Koalitionsfraktionen wollen Einwanderer-Quote in der Verwaltung

 Torsten Albig sieht weiteren Handlungsbedarf. Foto: Carsten Rehder
Torsten Albig sieht weiteren Handlungsbedarf. Foto: Carsten Rehder

Kiel (dpa/lno) - Im öffentlichen Dienst in Schleswig-Holstein sollen künftig nach dem Willen der Koalitionsfraktionen mehr Menschen mit ausländischen Wurzeln arbeiten.

shz.de von
30. Mai 2013, 12:23 Uhr

Kiel (dpa/lno) - Im öffentlichen Dienst in Schleswig-Holstein sollen künftig nach dem Willen der Koalitionsfraktionen mehr Menschen mit ausländischen Wurzeln arbeiten. Mit den Stimmen von SPD, Grünen, SSW und Piraten forderte der Landtag die Regierung auf, ein Konzept dafür zu entwickeln. «Ziel ist, dass die Ausbildungs- und Beschäftigungsquote im öffentlichen Dienst den Anteil der Bevölkerung mit Migrationshintergrund abbildet», heißt es in dem Antrag.

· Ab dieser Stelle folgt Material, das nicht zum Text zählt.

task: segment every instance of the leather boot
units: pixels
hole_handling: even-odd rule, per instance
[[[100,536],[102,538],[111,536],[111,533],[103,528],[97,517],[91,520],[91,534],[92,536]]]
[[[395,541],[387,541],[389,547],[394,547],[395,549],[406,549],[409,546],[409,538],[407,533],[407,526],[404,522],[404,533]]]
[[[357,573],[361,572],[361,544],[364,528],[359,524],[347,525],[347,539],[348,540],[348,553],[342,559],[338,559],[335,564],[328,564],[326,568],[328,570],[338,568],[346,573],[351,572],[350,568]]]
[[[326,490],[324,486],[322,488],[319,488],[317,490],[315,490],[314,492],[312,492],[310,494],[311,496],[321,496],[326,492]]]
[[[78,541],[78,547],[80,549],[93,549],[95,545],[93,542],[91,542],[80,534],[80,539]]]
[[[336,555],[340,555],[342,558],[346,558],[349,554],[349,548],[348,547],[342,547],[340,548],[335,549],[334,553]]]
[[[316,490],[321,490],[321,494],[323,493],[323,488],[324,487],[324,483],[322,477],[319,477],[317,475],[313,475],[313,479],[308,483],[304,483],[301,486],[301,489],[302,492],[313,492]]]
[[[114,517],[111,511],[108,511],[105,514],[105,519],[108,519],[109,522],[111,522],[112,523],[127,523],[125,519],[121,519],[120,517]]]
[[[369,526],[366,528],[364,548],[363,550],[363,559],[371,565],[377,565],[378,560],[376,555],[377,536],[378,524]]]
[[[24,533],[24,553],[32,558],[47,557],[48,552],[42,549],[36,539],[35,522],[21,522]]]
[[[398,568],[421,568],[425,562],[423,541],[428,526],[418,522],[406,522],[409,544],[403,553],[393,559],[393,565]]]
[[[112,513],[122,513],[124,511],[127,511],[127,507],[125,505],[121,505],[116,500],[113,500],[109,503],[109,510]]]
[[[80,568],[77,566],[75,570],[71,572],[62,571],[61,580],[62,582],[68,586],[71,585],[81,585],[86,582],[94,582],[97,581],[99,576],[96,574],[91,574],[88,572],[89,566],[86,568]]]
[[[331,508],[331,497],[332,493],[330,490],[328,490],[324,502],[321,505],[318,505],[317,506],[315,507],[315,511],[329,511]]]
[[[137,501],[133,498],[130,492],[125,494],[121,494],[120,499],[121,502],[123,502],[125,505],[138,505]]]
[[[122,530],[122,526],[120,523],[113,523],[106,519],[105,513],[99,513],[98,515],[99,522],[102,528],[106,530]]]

13 Prozent der Bewohner im Land hätten einen internationalen Hintergrund, sagte Ministerpräsident Torsten Albig (SPD). Es sei nicht annähernd gelungen, Menschen in gleichen Teilen in die Verwaltung zu holen. Es gebe jedoch keinen strukturellen Rassismus.

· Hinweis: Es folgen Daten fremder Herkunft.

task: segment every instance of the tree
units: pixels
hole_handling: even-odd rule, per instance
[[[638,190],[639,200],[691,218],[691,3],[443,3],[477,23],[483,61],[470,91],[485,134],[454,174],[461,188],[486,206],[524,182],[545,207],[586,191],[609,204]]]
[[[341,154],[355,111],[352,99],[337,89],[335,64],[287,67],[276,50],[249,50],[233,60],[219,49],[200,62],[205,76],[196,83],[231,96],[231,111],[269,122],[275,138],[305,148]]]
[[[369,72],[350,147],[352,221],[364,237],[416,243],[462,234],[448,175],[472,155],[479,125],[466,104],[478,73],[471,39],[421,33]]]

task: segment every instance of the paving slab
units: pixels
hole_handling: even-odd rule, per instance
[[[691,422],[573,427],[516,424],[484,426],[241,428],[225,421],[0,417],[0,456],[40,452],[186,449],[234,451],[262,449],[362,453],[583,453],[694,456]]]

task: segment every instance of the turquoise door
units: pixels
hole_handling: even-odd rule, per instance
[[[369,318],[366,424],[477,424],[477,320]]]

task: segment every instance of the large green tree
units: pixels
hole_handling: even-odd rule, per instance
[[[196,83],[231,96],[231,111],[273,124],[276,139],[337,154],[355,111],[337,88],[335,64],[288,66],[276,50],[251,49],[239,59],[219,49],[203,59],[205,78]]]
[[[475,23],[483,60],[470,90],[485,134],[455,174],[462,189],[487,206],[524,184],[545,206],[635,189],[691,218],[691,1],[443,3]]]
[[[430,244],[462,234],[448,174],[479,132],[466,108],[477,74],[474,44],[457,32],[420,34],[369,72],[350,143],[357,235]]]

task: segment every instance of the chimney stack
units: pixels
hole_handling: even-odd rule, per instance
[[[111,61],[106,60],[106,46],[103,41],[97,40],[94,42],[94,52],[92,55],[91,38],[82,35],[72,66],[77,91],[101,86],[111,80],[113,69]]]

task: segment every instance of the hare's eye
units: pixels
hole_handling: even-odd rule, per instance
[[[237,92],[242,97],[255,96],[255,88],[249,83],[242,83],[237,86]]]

Die SPD-Abgeordnete Serpil Midyatli sagte: «Wir wollen nicht nur über Integration reden oder Gipfel abhalten, um hinterher festzustellen, Piep, Piep, Piep, wir haben uns alle lieb.» Grünen-Fraktionschefin Eka von Kalben sagte: «Wir wollen den abstrakten Begriff Willkommenskultur mit Leben füllen und fangen damit in unserer Verwaltung an.»

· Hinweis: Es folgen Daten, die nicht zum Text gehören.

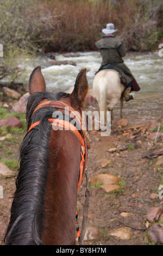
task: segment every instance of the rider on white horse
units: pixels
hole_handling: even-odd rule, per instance
[[[113,35],[117,31],[112,23],[106,25],[102,29],[103,38],[95,42],[100,50],[102,63],[98,72],[102,69],[114,69],[119,72],[121,82],[126,86],[124,98],[126,101],[133,99],[131,90],[137,91],[140,87],[128,68],[123,63],[122,57],[126,55],[126,50],[122,40]]]

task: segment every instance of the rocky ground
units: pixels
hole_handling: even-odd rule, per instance
[[[91,97],[88,99],[87,103],[92,100],[91,103],[95,103]],[[18,108],[16,102],[14,108],[15,106]],[[3,107],[14,111],[10,100],[1,99],[1,103]],[[162,187],[159,190],[163,185],[162,121],[161,118],[131,126],[126,119],[121,120],[114,124],[107,137],[102,137],[99,131],[91,131],[85,245],[163,243]],[[9,157],[9,150],[11,159],[18,159],[18,148],[24,135],[15,133],[11,135],[15,139],[9,140],[10,133],[0,135],[0,185],[3,188],[3,198],[0,198],[1,241],[9,221],[16,171],[15,167],[7,167],[2,159],[6,155]],[[84,179],[78,194],[80,227],[85,185]]]

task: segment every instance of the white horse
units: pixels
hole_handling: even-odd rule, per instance
[[[111,121],[113,120],[112,110],[114,106],[121,101],[120,115],[122,118],[123,92],[125,86],[121,83],[119,73],[114,70],[105,69],[95,75],[93,82],[93,91],[98,101],[99,111],[104,111],[104,120],[102,117],[101,123],[106,124],[106,100],[110,100],[108,106],[111,111]]]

CDU und FDP wollen einen Bericht von Innenminister Andreas Breitner (SPD) abwarten, der Auskunft über die Umsetzung eines noch von der schwarz-gelben Vorgängerregierung auf den Weg gebrachten Aktionsplan geben soll. Im Ziel bestehe aber Einigkeit, sagte die CDU-Abgeordnete Astrid Damerow. FDP-Fraktionschef Wolfgang Kubicki mahnte, vor weiteren Schritten zunächst den Bericht Breitners abzuwarten. Ein großes Problem sei die Sprachbarriere.